Maatschappelijke verwachtingen over de vormgeving van de ouderenzorg in de (nabije) toekomst vragen heroverweging. De toekomstige oudere zal zich moeten beraden op een bestaan in een samenleving waarin collectief georganiseerde ouderenzorg niet vanzelfsprekend is. Ouderen zullen meer op zichzelf en hun netwerk teruggeworpen zijn. Netwerken die bovendien veelal homogeen van leeftijd zijn en kleiner worden met het ouder worden. Digitalisering kan hier bijdragen aan een oplossing. Zeker kwetsbare ouderen, die het geld en de (digitale) gezondheidsvaardigheden missen om hun zorg zelf te organiseren, lopen risico. Dit kabinet heeft bij de totstandkoming het programma Wonen, ondersteuning en zorg voor ouderen (WOZO) geconstateerd dat de maatschappelijke opgave en urgentie breed gedeeld worden. Dit programma draagt bij aan het maken van een omslag in de organisatie van ondersteuning en zorg voor ouderen. De inzet is dat ondersteuning en zorg zich aanpassen aan de voorkeur van ouderen om zo lang mogelijk regie op het eigen leven te houden en dat zware, complexe zorgvragen zo lang mogelijk worden uitgesteld of zelfs worden voorkomen. Daarnaast moeten we passende woningen bouwen zodat ouderen zolang mogelijk zelfstandig kunnen wonen.
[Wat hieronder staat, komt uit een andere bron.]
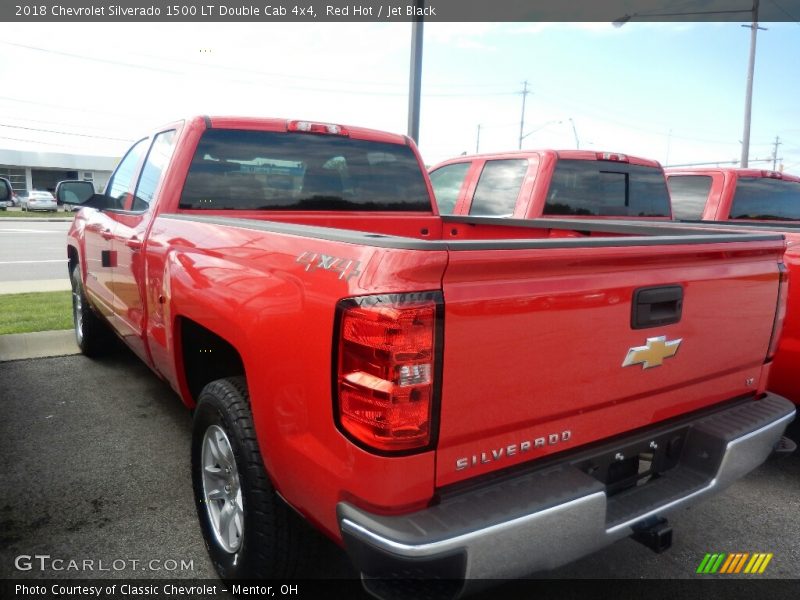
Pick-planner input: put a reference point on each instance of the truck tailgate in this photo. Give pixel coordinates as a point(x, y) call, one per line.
point(536, 341)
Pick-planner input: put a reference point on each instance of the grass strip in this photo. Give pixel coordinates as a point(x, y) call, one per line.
point(35, 311)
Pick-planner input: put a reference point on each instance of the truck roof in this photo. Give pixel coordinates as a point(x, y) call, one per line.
point(565, 154)
point(732, 170)
point(281, 124)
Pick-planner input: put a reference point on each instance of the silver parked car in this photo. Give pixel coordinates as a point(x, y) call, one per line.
point(39, 200)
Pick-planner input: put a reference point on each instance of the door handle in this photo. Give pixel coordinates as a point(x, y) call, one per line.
point(655, 306)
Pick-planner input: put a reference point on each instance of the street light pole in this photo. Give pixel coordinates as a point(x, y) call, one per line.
point(748, 100)
point(415, 78)
point(522, 119)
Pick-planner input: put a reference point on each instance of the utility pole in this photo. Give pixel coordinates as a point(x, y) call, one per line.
point(415, 77)
point(522, 120)
point(775, 152)
point(669, 142)
point(748, 100)
point(575, 133)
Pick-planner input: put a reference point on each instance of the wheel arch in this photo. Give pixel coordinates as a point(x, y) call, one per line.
point(203, 356)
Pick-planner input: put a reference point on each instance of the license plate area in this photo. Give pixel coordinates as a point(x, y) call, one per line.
point(635, 464)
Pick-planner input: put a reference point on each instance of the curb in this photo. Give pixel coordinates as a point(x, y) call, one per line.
point(33, 286)
point(41, 344)
point(32, 220)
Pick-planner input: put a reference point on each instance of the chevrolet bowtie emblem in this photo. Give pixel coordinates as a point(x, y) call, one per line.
point(653, 354)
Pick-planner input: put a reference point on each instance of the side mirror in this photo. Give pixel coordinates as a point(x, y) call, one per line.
point(5, 191)
point(75, 192)
point(99, 201)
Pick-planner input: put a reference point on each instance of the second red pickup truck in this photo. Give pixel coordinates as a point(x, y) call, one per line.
point(751, 200)
point(451, 397)
point(551, 183)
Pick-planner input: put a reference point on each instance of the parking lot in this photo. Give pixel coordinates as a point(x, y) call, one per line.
point(96, 466)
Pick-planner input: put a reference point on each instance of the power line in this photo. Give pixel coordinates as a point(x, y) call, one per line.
point(229, 68)
point(786, 12)
point(100, 137)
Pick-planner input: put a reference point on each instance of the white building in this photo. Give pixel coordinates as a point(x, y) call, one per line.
point(42, 170)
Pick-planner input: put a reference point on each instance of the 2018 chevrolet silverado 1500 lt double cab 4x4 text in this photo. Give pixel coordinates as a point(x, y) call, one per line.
point(443, 396)
point(529, 184)
point(751, 200)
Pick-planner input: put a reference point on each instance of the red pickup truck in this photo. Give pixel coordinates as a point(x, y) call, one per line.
point(543, 183)
point(752, 200)
point(443, 396)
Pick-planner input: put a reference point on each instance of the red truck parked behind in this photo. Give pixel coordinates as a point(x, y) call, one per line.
point(752, 200)
point(443, 396)
point(544, 183)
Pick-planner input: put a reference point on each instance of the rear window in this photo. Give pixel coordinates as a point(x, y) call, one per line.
point(256, 170)
point(498, 188)
point(689, 194)
point(767, 199)
point(601, 188)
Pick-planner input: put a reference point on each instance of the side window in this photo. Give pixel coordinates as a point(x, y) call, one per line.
point(121, 180)
point(689, 194)
point(447, 182)
point(157, 159)
point(498, 188)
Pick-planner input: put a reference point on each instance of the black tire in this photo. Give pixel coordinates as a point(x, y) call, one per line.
point(91, 333)
point(274, 542)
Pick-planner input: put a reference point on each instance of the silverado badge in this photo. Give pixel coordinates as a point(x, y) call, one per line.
point(653, 354)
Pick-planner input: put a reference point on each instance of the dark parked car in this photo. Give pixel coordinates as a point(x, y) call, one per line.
point(6, 194)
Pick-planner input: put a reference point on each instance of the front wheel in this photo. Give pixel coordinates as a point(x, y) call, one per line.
point(248, 530)
point(91, 333)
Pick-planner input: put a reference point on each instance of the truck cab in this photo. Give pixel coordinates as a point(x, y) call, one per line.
point(552, 183)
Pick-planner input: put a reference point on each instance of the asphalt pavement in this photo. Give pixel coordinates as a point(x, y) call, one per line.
point(33, 250)
point(96, 466)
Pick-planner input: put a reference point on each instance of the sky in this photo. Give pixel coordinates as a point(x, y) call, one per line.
point(674, 92)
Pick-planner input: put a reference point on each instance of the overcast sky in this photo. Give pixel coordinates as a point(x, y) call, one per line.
point(673, 92)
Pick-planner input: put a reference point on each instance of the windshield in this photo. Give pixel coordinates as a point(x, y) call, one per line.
point(256, 170)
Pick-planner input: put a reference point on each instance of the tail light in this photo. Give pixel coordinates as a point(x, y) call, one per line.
point(387, 369)
point(780, 312)
point(309, 127)
point(614, 157)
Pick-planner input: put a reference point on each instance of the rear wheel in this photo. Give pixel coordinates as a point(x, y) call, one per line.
point(91, 333)
point(248, 530)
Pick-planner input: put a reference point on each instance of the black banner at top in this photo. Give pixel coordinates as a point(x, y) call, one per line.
point(332, 11)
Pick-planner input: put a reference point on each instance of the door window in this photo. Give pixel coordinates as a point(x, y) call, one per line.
point(118, 188)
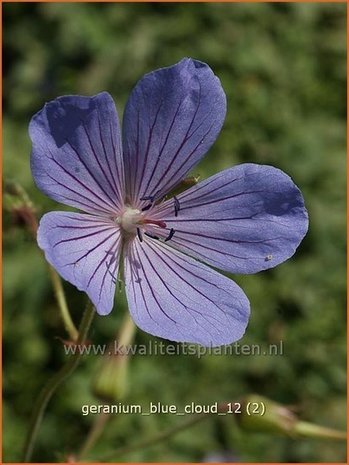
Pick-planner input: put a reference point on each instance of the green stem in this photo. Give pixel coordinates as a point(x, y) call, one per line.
point(62, 304)
point(94, 433)
point(124, 337)
point(56, 380)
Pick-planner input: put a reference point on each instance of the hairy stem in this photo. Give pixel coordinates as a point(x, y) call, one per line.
point(222, 408)
point(51, 386)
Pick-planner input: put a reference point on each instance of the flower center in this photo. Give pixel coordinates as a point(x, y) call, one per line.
point(129, 219)
point(132, 219)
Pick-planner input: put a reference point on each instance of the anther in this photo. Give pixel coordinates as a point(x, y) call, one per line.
point(152, 236)
point(169, 237)
point(139, 234)
point(177, 205)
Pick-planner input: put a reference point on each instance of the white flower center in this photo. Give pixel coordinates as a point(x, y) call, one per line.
point(129, 220)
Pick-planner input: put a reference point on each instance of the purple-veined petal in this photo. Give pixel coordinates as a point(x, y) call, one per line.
point(177, 298)
point(76, 155)
point(171, 119)
point(85, 250)
point(242, 220)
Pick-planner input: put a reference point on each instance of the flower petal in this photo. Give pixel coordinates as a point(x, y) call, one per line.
point(175, 297)
point(242, 220)
point(76, 156)
point(85, 251)
point(171, 119)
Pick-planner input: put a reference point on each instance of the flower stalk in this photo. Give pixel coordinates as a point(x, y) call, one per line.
point(53, 384)
point(111, 381)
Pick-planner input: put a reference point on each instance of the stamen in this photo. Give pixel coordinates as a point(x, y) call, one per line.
point(139, 234)
point(152, 236)
point(177, 205)
point(169, 237)
point(147, 207)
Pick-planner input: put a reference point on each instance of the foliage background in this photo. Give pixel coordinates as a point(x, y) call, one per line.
point(283, 68)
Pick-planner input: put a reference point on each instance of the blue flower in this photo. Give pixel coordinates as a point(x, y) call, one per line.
point(242, 220)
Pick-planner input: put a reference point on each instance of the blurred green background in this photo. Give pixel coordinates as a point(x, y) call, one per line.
point(283, 69)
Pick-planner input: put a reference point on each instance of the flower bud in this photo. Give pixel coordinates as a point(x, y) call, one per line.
point(260, 414)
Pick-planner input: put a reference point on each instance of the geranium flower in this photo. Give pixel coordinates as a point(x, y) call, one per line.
point(242, 220)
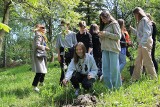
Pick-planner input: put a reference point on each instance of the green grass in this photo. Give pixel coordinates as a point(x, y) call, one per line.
point(16, 90)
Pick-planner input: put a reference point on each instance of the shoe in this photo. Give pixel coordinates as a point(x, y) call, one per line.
point(101, 77)
point(36, 89)
point(41, 84)
point(77, 92)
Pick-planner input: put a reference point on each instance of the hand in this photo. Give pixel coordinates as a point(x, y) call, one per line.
point(139, 45)
point(89, 77)
point(101, 34)
point(64, 82)
point(47, 48)
point(59, 58)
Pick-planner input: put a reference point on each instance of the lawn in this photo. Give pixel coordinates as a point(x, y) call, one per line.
point(16, 90)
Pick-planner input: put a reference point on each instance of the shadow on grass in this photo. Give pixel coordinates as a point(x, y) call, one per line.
point(19, 93)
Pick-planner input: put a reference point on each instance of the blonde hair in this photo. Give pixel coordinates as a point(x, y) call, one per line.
point(140, 13)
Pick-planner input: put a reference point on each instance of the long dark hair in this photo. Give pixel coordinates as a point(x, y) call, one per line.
point(140, 13)
point(94, 29)
point(76, 57)
point(106, 15)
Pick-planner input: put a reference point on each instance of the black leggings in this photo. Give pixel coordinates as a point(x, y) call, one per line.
point(39, 77)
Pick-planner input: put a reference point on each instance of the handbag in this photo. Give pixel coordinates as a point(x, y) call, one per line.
point(41, 53)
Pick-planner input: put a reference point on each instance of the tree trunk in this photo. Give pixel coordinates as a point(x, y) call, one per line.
point(2, 33)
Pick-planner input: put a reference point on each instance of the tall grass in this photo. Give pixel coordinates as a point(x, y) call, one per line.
point(16, 90)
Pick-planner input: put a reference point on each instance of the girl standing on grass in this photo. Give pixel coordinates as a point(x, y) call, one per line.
point(145, 41)
point(110, 34)
point(39, 56)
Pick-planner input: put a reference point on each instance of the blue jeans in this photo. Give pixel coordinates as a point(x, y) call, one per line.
point(122, 58)
point(110, 69)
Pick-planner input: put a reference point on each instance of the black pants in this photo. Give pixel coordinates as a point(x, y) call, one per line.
point(39, 77)
point(128, 54)
point(67, 61)
point(98, 61)
point(153, 57)
point(80, 78)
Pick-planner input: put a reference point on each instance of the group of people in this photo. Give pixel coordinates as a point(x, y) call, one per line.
point(101, 50)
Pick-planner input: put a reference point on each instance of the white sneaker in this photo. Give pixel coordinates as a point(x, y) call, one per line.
point(36, 89)
point(77, 92)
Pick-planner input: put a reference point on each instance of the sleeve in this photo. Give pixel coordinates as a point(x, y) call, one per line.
point(133, 30)
point(39, 45)
point(117, 32)
point(57, 42)
point(154, 32)
point(147, 30)
point(128, 40)
point(93, 70)
point(74, 38)
point(90, 40)
point(70, 70)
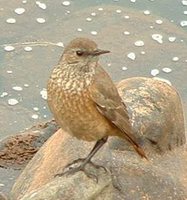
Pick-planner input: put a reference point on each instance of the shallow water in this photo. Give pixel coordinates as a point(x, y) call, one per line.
point(146, 38)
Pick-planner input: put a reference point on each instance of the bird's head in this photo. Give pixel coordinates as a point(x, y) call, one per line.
point(83, 51)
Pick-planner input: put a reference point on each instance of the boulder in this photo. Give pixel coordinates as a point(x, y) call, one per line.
point(157, 118)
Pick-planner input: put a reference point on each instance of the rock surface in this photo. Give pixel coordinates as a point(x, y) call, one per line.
point(158, 123)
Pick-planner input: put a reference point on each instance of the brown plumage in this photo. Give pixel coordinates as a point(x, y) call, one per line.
point(84, 100)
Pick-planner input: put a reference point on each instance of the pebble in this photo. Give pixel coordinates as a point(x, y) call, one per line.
point(41, 5)
point(139, 43)
point(13, 102)
point(17, 88)
point(94, 32)
point(131, 55)
point(4, 94)
point(158, 38)
point(66, 3)
point(28, 48)
point(11, 20)
point(34, 116)
point(175, 59)
point(155, 72)
point(40, 20)
point(172, 39)
point(43, 93)
point(183, 23)
point(9, 48)
point(166, 69)
point(147, 12)
point(19, 11)
point(159, 21)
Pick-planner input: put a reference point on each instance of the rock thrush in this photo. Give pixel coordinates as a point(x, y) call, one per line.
point(85, 101)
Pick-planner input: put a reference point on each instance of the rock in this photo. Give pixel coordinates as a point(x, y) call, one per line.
point(151, 103)
point(16, 151)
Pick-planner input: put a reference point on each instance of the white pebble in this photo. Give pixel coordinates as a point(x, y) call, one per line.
point(163, 79)
point(93, 14)
point(9, 48)
point(166, 69)
point(159, 21)
point(158, 38)
point(172, 39)
point(66, 3)
point(19, 11)
point(155, 72)
point(41, 5)
point(88, 19)
point(43, 93)
point(17, 88)
point(4, 94)
point(175, 59)
point(11, 21)
point(126, 33)
point(184, 2)
point(139, 43)
point(60, 44)
point(79, 29)
point(13, 102)
point(26, 85)
point(94, 32)
point(124, 68)
point(28, 49)
point(34, 116)
point(146, 12)
point(118, 11)
point(40, 20)
point(35, 108)
point(183, 23)
point(131, 55)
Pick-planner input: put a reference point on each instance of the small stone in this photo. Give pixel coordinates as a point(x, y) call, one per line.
point(41, 5)
point(9, 48)
point(43, 93)
point(146, 12)
point(11, 21)
point(159, 21)
point(175, 59)
point(131, 55)
point(40, 20)
point(139, 43)
point(183, 23)
point(28, 48)
point(34, 116)
point(19, 11)
point(158, 38)
point(155, 72)
point(17, 88)
point(12, 102)
point(172, 39)
point(94, 32)
point(60, 44)
point(66, 3)
point(166, 69)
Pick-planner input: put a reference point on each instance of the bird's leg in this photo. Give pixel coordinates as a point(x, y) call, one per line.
point(84, 161)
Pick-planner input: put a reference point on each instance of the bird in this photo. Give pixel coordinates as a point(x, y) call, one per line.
point(85, 101)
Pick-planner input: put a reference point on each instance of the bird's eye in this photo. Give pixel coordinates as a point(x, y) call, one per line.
point(79, 53)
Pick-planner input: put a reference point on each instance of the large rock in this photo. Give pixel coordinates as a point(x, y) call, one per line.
point(158, 123)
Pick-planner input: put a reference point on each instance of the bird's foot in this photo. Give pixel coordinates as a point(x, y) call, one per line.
point(74, 167)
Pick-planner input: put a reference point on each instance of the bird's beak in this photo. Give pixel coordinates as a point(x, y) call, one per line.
point(98, 52)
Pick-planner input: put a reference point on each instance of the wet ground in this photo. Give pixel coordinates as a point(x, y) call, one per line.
point(146, 38)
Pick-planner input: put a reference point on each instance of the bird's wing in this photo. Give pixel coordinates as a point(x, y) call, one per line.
point(109, 104)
Het toekomstbestendig maken van de langdurige zorg vergt ook dat verdergaande beleidsopties worden verkend, onder meer op het terrein van aanspraken en eigen betalingen. Nederland kent immers een breed collectief pakket en relatief lage eigen betalingen. Het IBO Ouderenzorg dat later dit jaar verschijnt brengt hier keuzemogelijkheden en randvoorwaarden voor in beeld.